In 1641 he was restored to his charge by the Committee for Plundered Ministers. He immediately began publishing again. First, The Down-Fall of Anti-Christ, dedicated to the Committee itself, and Judah's Joy at the Oath, a sermon celebrating the Parliamentary Covenant, but finding unsoundness in Henry Burton’s radical interpretation of it. In the following year he preached by authority at a public fast on behalf of Ireland (a sermon printed in Dublin and London), and in 1644 published Vindiciæ Ecclesiæ Anglicanæ, a treatise showing the need for reform and the ejection of scandalous ministers.

At this time, his interaction with his old friend Tombes, and the Baptist movement then exploding in Hertfordshire, began in earnest.

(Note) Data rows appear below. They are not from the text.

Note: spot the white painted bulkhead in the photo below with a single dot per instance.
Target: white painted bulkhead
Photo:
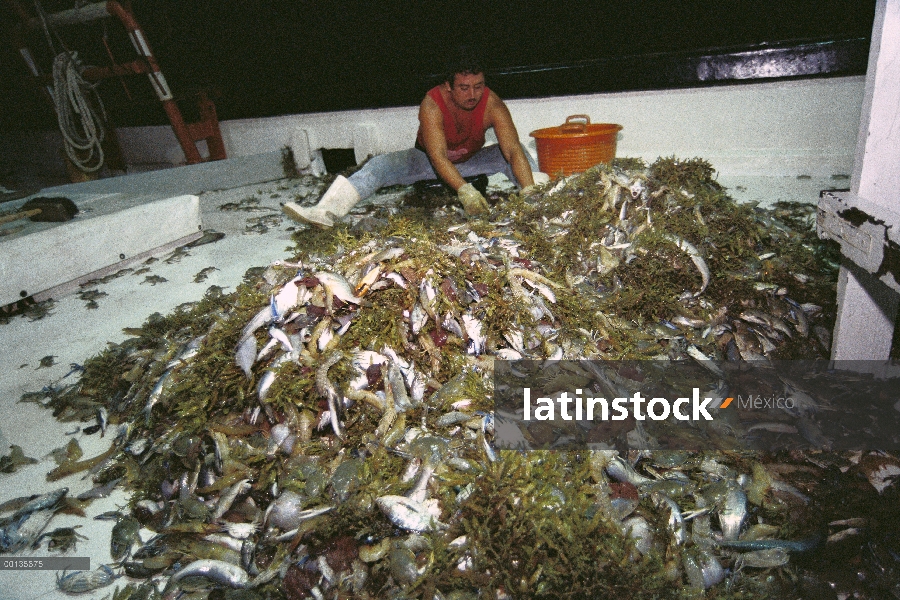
(772, 129)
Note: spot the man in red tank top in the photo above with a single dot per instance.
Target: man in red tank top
(453, 118)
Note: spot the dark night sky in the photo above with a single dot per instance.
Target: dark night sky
(280, 57)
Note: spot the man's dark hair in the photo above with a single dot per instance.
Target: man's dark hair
(462, 60)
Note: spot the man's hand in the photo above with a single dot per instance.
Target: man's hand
(472, 200)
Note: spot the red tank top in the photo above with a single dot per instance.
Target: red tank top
(464, 133)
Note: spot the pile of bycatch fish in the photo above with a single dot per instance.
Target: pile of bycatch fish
(325, 431)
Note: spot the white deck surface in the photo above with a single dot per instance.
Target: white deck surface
(72, 333)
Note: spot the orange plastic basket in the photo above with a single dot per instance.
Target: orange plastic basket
(574, 147)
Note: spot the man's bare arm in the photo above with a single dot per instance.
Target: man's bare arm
(432, 122)
(497, 115)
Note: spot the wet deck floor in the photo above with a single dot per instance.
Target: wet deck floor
(72, 333)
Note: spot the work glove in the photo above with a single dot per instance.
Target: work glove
(472, 200)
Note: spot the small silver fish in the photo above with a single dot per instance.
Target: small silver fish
(338, 286)
(219, 571)
(411, 515)
(157, 392)
(80, 582)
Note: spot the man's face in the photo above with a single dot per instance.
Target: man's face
(467, 90)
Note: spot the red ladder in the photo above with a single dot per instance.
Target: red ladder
(188, 134)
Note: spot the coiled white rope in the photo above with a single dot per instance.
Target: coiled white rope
(80, 113)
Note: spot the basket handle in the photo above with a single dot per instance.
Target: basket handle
(570, 125)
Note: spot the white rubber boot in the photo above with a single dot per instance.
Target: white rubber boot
(335, 203)
(539, 178)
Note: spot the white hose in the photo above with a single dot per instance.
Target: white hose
(80, 113)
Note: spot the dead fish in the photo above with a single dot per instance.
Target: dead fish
(157, 392)
(695, 256)
(219, 571)
(337, 286)
(476, 338)
(80, 582)
(245, 355)
(411, 515)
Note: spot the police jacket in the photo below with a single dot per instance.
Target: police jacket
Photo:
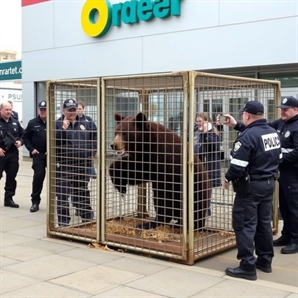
(79, 140)
(256, 151)
(15, 129)
(207, 148)
(15, 115)
(35, 135)
(288, 134)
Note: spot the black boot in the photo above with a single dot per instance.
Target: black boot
(282, 241)
(290, 249)
(240, 273)
(10, 203)
(34, 207)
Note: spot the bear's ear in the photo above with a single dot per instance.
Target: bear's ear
(141, 120)
(118, 118)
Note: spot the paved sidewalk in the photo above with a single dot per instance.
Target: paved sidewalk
(35, 266)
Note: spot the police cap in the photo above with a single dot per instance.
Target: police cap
(69, 104)
(288, 102)
(42, 105)
(253, 107)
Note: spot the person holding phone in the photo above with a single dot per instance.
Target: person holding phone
(207, 147)
(76, 144)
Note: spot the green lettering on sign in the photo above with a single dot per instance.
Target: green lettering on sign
(11, 70)
(129, 12)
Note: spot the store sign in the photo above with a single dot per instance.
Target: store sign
(99, 15)
(11, 71)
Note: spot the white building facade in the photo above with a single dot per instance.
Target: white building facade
(247, 38)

His first work, Vindiciae Paedo-Baptismi and Vindiciae Vindiciarum, offered here, was directed against the arguments of his former fellow-student John Tombes, whom he addresses in the text as, “his 'ancient friend.'” He also addresses Edward Harrison, founder of the St Albans Baptists. Their belief was that the sacrament of baptism should be accorded only to those of age and understanding to be able to confess their faith. Having personally been persecuted for conscience sake, it is warming to see him deal as fairly as possible with Tombes, avoiding linguistic violence and unscrupulous mischaracterizations, which were quite common for those writing against the Baptists.

By this time, he was widely recognized among Puritan circles as a theologian and preacher of no small talent. He was appointed preacher at St. Faith under St. Paul’s. The church was full of local academics, booksellers, and he was frequented by many other Puritans who wished to attend his sermons. While here, he edited the works of William Fenner and introduced the publication of a tract from Thomas Shepard.

A person of deep personal conviction, his sermons which often touched on pertinent issues of the moment drew him into repeated controversy. He preached, On the Bloodiness of War, to persuade to peace, which was taken as an aspersion upon the army. He published it with notes in self-defense. He was, at the very heart, a man of peace. As a result, he came into controversy with John Goodwin, arguing that the seclusion and imprisoning of certain Parliament-men by the Cromwellian army was defensible neither by reason nor religion. The violence of the Church in his age nearly broke his heart, and some believe was the cause of his death. His advocacy of reform had steered a careful path away from rebellion: he died in February 1649, soon after the King's execution. It was reported by Richard Baxter that Geree was against the Parliament's war, and that “he dyed at the news of the King's death.”

Condition is very good; a nice, clean example in modern marbled wraps. Exceptionally scarce.